Fig. 2 illustrates only the generating means 1 of the prediction model with component 11-13 and model generator 01, ability Field technique personnel, can be with it is understood that structure shown in fig. 1 does not constitute the restriction to the generating means 1 of prediction model Including perhaps combining certain components or different component layouts than illustrating less perhaps more components.
In 1 embodiment of device shown in Fig. 2, model generator 01 is stored in memory 11;Processor 12 executes Following steps are realized when the model generator 01 stored in memory 11:
It determines target area and object time unit to be predicted, and obtains predetermined period.
Obtain the influenza-like case of continuous multiple time quantums of the target area before the object time unit Percent data sequence.
According to the predetermined period and default order k, by the influenza-like case percent data sequence described default Lag 0 obtains 2k+1 data sequence to k rank respectively before and after period.
Calculate separately the auto-correlation between the 2k+1 data sequence and the influenza-like case percent data sequence Coefficient, and according to lag sequence, predetermined period is determined according to the data sequence that first auto-correlation coefficient is greater than preset threshold.
According to the influenza-like case Percent sequence computation model parameter of predetermined period has been determined, according to the model parameter Autoregression integral moving average model is established as the prediction model with described predetermined period.
Target area in the present embodiment is a certain area that carry out influenza-like case percent prediction, for example, a certain City or a certain province etc..In addition, being illustrated with scheme of the Zhou Zuowei time quantum to the present embodiment, it is assumed that predict this The influenza-like case percentage in week, then with the history influenza-like case percent data sequence structure in week each in front of this week 5 years ARIMA (Autoregressive Integrated Moving Average, autoregression integrate sliding average) model is built, that is, is wanted 261st week influenza-like case percentage is predicted, then is needed using 260 weeks influenza-like case percentage before it Data construct ARIMA model.Over time, object time unit can elapse forward, and the object time unit is gone through History data can change, further, since annual week number length and solar term variation lead to these historical datas there may be difference The periodicity actually showed can change.In the case where these no factors influence, by the influenza in long-time The observation of sample case percent data sequence, it can be seen that data are in annual periodicity, that is, the period is 52 weeks, but When having above-mentioned factor influence, the period can be less or greater than 52 weeks.Therefore, in the method for the present embodiment, to prediction week Before phase carries out dynamic adjustment, the periodicity that can be presented according to influenza-like case percent data determines that predetermined period is 52 Week next predetermined period is adjusted using 52 weeks as benchmark.Assuming that currently to predict the first week stream in June, 2018 Feel sample case percentage, then needs to obtain the influenza-like case percent data sequence in 2013 to 2017 each weeks.At it In his embodiment, the quantity of time quantum is arranged by user according to actual prediction demand in historical data.
Further, in order to improve foundation ARIMA model prediction precision, after getting above-mentioned data sequence, Detect whether the data sequence is stationary sequence, if it is, subsequent step is continued to execute, if it is not, then according to calculus of differences The data sequence is converted into steady influenza-like case percent data sequence.Specifically, the influenza-like case percentage is detected The step of than data sequence whether being stationary sequence includes: to carry out unit root test to the influenza-like case percent data, It whether is stationary sequence to detect the influenza-like case percent data sequence, wherein if detecting has unit root in sequence, Sequence is then determined for non-stationary series, otherwise, it is determined that sequence is stationary sequence.

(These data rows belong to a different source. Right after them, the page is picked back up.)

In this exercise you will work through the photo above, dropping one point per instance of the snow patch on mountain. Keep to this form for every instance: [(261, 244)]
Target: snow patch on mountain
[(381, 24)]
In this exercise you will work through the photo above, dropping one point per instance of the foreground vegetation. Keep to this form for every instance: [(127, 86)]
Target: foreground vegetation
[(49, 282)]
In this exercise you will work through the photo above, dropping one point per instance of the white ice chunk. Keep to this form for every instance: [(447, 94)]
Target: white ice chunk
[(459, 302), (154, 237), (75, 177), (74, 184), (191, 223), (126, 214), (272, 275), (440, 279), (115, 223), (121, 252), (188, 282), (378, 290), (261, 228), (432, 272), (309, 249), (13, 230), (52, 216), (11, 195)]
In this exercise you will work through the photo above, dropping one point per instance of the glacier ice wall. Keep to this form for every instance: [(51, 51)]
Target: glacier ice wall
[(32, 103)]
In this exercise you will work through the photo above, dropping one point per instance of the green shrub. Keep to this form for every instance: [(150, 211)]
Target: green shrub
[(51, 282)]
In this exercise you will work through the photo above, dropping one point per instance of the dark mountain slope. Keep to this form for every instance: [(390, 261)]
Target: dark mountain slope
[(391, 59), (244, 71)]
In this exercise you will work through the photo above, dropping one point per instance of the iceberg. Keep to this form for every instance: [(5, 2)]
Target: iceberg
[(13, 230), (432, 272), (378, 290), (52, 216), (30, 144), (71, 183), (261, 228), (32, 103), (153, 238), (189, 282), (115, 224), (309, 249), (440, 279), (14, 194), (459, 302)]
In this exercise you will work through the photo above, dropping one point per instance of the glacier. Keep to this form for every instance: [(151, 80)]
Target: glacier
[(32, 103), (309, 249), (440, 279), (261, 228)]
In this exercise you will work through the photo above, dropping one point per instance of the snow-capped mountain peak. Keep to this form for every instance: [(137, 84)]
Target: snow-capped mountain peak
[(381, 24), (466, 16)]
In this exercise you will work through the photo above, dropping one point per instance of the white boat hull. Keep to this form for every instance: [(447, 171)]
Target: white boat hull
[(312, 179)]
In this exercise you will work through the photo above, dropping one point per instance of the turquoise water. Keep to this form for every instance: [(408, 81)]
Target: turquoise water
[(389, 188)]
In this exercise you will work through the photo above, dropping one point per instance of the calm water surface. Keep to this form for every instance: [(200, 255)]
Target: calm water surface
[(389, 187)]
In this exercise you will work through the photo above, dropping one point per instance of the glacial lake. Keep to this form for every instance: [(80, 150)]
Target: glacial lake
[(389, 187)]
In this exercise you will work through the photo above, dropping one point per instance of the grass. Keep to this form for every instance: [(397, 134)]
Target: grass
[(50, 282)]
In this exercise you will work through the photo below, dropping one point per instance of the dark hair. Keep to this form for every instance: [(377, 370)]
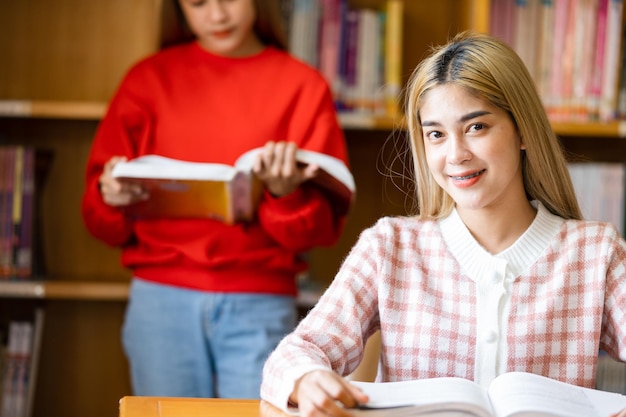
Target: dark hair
[(268, 26)]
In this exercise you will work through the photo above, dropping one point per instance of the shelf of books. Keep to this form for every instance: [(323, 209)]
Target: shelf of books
[(65, 290)]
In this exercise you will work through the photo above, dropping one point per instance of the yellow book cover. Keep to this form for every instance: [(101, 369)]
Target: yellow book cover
[(184, 189)]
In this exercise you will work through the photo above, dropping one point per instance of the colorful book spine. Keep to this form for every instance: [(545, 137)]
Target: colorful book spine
[(393, 55), (612, 56)]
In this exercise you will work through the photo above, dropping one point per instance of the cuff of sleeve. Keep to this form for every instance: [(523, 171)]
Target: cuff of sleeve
[(288, 384), (287, 203)]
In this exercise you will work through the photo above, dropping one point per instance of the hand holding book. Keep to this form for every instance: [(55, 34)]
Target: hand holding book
[(277, 167), (179, 188)]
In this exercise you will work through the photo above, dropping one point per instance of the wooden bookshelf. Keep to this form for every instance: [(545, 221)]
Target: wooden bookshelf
[(65, 290)]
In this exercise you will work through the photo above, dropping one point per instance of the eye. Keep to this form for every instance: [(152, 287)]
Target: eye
[(476, 127), (433, 135), (197, 3)]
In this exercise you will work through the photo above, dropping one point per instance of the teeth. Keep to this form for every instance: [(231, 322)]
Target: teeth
[(467, 177)]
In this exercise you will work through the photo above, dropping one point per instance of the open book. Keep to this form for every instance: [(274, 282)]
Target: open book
[(511, 394), (229, 193)]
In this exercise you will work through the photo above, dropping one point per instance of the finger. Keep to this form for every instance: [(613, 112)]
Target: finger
[(268, 155), (310, 171), (289, 159), (279, 157)]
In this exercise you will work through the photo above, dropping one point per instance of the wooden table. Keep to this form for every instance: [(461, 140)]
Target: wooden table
[(133, 406)]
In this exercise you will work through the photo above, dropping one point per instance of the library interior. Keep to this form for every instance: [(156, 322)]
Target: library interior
[(63, 293)]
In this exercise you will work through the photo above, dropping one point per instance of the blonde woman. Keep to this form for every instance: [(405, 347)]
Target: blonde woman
[(496, 272)]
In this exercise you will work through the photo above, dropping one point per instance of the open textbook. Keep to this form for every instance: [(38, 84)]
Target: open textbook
[(513, 394), (231, 194)]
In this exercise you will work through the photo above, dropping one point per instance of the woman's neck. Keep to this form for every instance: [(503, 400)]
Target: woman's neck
[(497, 229)]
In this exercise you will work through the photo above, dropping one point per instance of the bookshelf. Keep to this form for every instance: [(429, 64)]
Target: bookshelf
[(61, 63)]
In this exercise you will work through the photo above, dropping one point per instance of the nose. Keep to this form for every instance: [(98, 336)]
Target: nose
[(458, 151), (216, 10)]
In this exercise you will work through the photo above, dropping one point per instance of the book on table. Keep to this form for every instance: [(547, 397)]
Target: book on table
[(178, 188), (510, 394)]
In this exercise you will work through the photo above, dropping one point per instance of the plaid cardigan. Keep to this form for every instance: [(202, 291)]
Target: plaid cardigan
[(446, 307)]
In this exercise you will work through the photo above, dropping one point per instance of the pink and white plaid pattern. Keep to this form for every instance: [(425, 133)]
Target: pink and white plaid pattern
[(569, 303)]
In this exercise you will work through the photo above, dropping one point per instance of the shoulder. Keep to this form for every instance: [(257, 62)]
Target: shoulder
[(399, 230), (162, 61), (593, 235), (289, 64)]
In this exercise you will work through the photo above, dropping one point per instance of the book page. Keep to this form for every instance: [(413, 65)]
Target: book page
[(161, 167), (525, 394), (437, 396)]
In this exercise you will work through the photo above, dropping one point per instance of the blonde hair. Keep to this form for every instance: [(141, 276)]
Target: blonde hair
[(489, 68)]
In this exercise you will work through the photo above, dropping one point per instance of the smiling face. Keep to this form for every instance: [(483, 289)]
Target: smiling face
[(223, 27), (472, 148)]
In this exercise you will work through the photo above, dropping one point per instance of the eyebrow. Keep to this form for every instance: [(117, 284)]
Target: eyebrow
[(464, 118)]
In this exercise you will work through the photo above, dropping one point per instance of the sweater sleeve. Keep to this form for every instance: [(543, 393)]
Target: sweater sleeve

In the present embodiment, presetting order K is positive integer, and K preferably value is 2-6, below with predetermined period T0=52, K For=2, influenza-like case percent data sequence is obtained in predetermined period T0The data sequence of lag K rank nearby, can obtain Get 2k+1 data sequence.Assuming that the original data sequence that constitutes of the historical data during 2013 to 2017 be [W1, W2, W3 ... W260], according to predetermined period T0=52 extract original data sequence L0=[W1, W2, W3 ... W206], which is lagged into 0 to 2 rank respectively before and after predetermined period, gets following 5 sequences:
L1 be [W50, W51, W52 ... W256];
L2 be [W52, W53, W54 ... W257];
L3 be [W53, W54, W55 ... W258];
L4 be [W54, W55, W56 ... W259];
L5 be [W55, W56, W57 ... W260].
It is lagged on the basis of original data sequence 50 weeks and obtains data sequence L1, on the basis of original data sequence It lags 51 weeks and obtains data sequence L2, lagged on the basis of original data sequence 52 weeks and obtain data sequence L3, in original number Data sequence L4 is obtained according to lagging 53 weeks on the basis of sequence, is lagged on the basis of original data sequence 54 weeks and obtains data sequence Arrange L5.Calculate separately the auto-correlation coefficient between sequence L1, L2, L3, L4, L5 and sequence L0.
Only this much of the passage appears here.